Akcja ratunkowa na wraku Costa Concordii może być kontynuowana. Wbrew zapowiedziom synoptyków pogoda nie pokrzyżowała planów nurków - relacjonuje z miejsca katastrofy specjalny wysłannik TVN24 Robert Jałocha. Zamiast zapowiadanych na dziś wysokich fal i wiatru, u wybrzeży wyspy Giglio świeci piękne słońce.
W piątek rano pojawiły się doniesienia o przerwaniu poszukiwania ciał ofiar zeszłotygodniowej katastrofy statku Costa Concordia. Powodem miało być poruszenie się wraku.
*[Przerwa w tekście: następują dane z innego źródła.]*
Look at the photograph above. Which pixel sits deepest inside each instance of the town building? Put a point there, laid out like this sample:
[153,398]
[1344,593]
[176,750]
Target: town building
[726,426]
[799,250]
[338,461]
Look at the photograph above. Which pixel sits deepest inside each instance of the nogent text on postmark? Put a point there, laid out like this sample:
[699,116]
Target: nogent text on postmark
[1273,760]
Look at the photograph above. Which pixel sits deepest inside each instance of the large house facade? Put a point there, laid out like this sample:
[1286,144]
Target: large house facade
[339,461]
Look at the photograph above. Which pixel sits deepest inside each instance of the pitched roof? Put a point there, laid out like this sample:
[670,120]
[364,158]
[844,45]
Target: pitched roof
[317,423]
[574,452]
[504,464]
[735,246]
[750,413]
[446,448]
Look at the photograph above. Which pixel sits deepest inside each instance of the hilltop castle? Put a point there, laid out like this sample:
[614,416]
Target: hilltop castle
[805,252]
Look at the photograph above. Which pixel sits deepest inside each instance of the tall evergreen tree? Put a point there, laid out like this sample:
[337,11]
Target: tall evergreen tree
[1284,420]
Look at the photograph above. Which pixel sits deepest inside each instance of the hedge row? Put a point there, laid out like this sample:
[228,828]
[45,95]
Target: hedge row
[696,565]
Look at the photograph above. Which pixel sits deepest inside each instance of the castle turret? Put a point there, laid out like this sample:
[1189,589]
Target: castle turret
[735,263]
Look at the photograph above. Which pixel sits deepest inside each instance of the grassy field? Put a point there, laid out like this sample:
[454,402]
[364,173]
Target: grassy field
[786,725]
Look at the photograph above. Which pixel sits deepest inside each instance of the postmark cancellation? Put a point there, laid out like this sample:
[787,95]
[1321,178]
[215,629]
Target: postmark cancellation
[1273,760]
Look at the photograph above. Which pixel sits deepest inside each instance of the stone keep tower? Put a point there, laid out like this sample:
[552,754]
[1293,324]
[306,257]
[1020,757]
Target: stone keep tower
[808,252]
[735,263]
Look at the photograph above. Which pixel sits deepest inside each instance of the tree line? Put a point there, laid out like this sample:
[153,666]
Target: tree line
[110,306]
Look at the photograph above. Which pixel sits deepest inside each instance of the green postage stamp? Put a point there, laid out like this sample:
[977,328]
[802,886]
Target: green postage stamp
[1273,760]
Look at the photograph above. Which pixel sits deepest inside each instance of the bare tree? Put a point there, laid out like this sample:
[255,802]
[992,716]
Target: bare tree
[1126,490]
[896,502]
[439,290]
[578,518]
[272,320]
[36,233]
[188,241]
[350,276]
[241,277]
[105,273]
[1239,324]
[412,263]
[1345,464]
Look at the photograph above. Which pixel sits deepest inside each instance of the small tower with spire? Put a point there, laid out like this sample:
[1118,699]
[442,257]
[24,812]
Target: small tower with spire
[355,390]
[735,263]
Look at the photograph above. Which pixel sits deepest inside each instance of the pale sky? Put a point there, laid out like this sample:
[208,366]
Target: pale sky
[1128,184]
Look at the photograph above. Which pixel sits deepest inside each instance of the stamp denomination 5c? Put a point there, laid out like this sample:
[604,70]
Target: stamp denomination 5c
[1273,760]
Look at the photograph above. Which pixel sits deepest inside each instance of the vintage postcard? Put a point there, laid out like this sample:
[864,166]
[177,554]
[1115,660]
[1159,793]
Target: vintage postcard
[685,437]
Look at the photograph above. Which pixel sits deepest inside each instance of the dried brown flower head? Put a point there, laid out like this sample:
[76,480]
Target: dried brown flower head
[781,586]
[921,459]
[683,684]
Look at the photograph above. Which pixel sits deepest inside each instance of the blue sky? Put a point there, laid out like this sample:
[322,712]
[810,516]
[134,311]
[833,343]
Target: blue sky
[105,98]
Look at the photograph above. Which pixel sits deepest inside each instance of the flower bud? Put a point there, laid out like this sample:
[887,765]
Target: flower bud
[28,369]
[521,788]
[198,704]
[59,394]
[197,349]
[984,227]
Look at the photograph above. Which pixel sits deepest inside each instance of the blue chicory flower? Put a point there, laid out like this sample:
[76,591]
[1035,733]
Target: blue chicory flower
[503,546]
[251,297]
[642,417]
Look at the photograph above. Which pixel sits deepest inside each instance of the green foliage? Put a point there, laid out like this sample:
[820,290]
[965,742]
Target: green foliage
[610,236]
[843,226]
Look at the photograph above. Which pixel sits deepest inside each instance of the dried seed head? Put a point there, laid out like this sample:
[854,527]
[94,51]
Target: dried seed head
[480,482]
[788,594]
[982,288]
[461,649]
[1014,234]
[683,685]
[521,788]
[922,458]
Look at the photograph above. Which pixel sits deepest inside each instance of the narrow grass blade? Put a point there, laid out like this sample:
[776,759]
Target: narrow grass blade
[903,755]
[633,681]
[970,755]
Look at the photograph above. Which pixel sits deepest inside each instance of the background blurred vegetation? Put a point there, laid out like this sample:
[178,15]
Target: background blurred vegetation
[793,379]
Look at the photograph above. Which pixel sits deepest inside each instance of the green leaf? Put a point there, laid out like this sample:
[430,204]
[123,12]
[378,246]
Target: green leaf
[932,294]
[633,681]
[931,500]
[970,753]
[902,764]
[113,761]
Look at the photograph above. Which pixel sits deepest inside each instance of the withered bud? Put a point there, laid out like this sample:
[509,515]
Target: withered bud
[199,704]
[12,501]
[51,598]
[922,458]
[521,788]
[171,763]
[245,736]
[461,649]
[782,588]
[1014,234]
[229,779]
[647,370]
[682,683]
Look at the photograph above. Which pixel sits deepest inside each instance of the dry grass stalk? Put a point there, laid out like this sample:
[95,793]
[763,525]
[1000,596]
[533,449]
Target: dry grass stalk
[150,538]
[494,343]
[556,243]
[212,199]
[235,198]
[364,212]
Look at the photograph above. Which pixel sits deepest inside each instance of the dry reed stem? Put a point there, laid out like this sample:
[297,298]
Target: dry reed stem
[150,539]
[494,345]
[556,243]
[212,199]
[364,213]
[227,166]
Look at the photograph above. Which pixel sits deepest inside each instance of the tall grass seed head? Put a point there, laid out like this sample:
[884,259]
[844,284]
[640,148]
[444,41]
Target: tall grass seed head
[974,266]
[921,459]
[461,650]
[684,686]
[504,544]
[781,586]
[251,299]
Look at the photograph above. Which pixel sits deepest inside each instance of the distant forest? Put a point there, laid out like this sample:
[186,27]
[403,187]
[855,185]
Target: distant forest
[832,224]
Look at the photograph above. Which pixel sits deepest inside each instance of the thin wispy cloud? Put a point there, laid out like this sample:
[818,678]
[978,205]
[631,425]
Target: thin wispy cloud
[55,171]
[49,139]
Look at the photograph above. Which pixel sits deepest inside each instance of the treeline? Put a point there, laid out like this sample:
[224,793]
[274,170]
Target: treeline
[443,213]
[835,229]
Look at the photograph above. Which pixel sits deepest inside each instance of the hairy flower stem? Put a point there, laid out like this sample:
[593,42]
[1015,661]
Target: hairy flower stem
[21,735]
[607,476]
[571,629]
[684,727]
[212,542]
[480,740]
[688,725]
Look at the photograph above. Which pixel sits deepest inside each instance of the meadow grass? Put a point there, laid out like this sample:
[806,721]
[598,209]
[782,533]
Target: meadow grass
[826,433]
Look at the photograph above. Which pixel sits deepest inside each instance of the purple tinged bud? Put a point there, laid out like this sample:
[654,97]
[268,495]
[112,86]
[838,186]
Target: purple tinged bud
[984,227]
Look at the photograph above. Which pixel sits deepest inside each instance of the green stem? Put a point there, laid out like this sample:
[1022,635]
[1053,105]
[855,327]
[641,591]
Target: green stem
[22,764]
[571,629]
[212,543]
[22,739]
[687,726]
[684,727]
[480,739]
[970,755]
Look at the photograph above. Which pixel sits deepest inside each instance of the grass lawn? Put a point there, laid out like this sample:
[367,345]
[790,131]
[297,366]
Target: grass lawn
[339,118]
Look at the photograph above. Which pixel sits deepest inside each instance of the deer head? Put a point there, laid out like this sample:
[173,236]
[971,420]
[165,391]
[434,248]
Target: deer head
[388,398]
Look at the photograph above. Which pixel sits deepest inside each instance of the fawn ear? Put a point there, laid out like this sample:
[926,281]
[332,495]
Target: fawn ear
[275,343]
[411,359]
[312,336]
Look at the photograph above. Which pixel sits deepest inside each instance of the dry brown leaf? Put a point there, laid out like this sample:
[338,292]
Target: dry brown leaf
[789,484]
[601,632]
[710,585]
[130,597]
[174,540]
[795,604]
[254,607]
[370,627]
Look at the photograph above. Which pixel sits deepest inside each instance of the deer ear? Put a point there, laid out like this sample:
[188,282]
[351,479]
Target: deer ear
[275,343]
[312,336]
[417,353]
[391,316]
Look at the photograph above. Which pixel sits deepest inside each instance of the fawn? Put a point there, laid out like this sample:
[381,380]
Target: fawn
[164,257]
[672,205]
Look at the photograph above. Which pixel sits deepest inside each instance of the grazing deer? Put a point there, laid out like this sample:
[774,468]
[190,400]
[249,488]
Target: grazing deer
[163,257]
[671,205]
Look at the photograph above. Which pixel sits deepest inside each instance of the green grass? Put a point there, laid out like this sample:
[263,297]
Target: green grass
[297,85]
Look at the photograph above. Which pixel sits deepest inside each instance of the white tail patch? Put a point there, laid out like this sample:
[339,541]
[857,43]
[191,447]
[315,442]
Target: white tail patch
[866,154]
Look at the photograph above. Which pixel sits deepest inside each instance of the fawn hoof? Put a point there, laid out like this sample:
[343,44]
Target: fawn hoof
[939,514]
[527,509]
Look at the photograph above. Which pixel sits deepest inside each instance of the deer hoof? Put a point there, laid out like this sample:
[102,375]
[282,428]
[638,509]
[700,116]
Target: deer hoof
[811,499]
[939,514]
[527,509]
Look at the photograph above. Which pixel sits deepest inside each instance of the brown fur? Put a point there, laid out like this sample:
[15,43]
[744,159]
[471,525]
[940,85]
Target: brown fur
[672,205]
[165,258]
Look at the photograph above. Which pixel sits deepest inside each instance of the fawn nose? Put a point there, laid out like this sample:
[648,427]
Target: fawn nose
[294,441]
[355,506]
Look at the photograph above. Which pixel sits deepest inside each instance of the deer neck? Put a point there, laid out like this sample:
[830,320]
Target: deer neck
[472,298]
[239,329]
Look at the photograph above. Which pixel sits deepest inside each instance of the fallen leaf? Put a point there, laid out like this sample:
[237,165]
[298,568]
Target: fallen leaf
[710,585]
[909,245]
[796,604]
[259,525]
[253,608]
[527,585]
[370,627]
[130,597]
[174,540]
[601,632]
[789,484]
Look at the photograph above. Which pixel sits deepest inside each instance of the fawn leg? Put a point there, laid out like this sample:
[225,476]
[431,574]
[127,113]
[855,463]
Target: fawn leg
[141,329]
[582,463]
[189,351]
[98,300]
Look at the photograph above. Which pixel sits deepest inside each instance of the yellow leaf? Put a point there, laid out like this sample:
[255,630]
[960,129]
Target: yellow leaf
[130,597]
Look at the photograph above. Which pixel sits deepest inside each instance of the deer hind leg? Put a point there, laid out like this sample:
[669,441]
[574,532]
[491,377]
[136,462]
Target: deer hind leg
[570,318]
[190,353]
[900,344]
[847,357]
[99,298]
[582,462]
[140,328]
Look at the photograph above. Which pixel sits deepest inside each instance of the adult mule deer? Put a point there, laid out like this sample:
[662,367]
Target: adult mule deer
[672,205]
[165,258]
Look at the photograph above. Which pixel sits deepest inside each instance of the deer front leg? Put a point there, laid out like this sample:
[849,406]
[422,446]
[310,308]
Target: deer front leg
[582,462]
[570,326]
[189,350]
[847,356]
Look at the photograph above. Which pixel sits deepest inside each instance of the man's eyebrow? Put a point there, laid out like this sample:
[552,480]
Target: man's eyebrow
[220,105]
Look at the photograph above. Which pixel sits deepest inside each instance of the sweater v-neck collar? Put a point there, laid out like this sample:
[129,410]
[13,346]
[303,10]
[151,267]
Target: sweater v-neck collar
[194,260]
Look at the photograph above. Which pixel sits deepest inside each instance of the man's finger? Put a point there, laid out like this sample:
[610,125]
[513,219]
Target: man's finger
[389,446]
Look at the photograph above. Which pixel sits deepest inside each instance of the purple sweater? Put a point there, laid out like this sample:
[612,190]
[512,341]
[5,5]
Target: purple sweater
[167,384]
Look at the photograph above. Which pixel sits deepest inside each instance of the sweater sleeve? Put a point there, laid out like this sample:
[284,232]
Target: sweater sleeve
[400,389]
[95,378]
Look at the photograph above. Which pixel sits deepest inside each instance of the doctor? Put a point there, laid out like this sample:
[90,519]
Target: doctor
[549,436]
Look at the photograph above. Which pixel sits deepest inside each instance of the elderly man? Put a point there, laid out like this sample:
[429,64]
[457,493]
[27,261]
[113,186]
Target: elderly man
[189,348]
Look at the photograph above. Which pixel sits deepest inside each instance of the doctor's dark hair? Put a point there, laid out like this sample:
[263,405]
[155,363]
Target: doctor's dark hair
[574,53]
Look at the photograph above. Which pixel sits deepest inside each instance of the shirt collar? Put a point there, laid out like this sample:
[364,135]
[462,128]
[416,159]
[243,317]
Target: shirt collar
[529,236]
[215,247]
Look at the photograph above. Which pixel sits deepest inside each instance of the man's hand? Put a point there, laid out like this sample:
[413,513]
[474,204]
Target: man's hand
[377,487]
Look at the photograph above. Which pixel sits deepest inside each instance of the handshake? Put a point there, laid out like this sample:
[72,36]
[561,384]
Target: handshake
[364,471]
Mówiono też o mającej się gwałtownie pogorszyć pogodzie. Synoptycy zapowiadali wysokie fale oraz silny wiatr, które mogą ponownie poruszyć wrak i spowodować, że zsunie się on w kierunku pobliskiej głębiny, co stanowiłoby poważne zagrożenie dla płetwonurków.
Trudna akcja
Jednak wbrew zapowiedziom, u wybrzeży wyspy Giglio w Toskanii świeci piękne słońce i nie ma mocnych podmuchów wiatru. - Akcja ratownicza może trwać nadal - relacjonuje z miejsca katastrofy reporter TVN24 Robert Jałocha.
Podkreśla, że w akcję są zaangażowane niemal wszystkie włoskie służby. - Kiedy jechaliśmy na wyspę towarzyszyło nam blisko 100 strażaków, którzy mieli zmienić bardzo już zmęczonych swoich kolegów - opowiada Jałocha.
Dodaje, że udało mu się porozmawiać z nurkami, którzy pracowali na wraku. - Zwracali uwagę, że to ekstremalnie trudna akcja, m.in. dlatego, że widoczność w wodzie jest bardzo ograniczona, dodatkowo pływa w niej wiele niebezpiecznych elementów - relacjonuje reporter TVN24. - Ratownicy wciąż mają nadzieję, że uda się im odnaleźć na wraku Costa Concordia jeszcze kogoś żywego - dodaje Jałocha.
W katastrofie, do której doszło 13 stycznia zginęło 11 osób, a 21 jest wciąż poszukiwanych.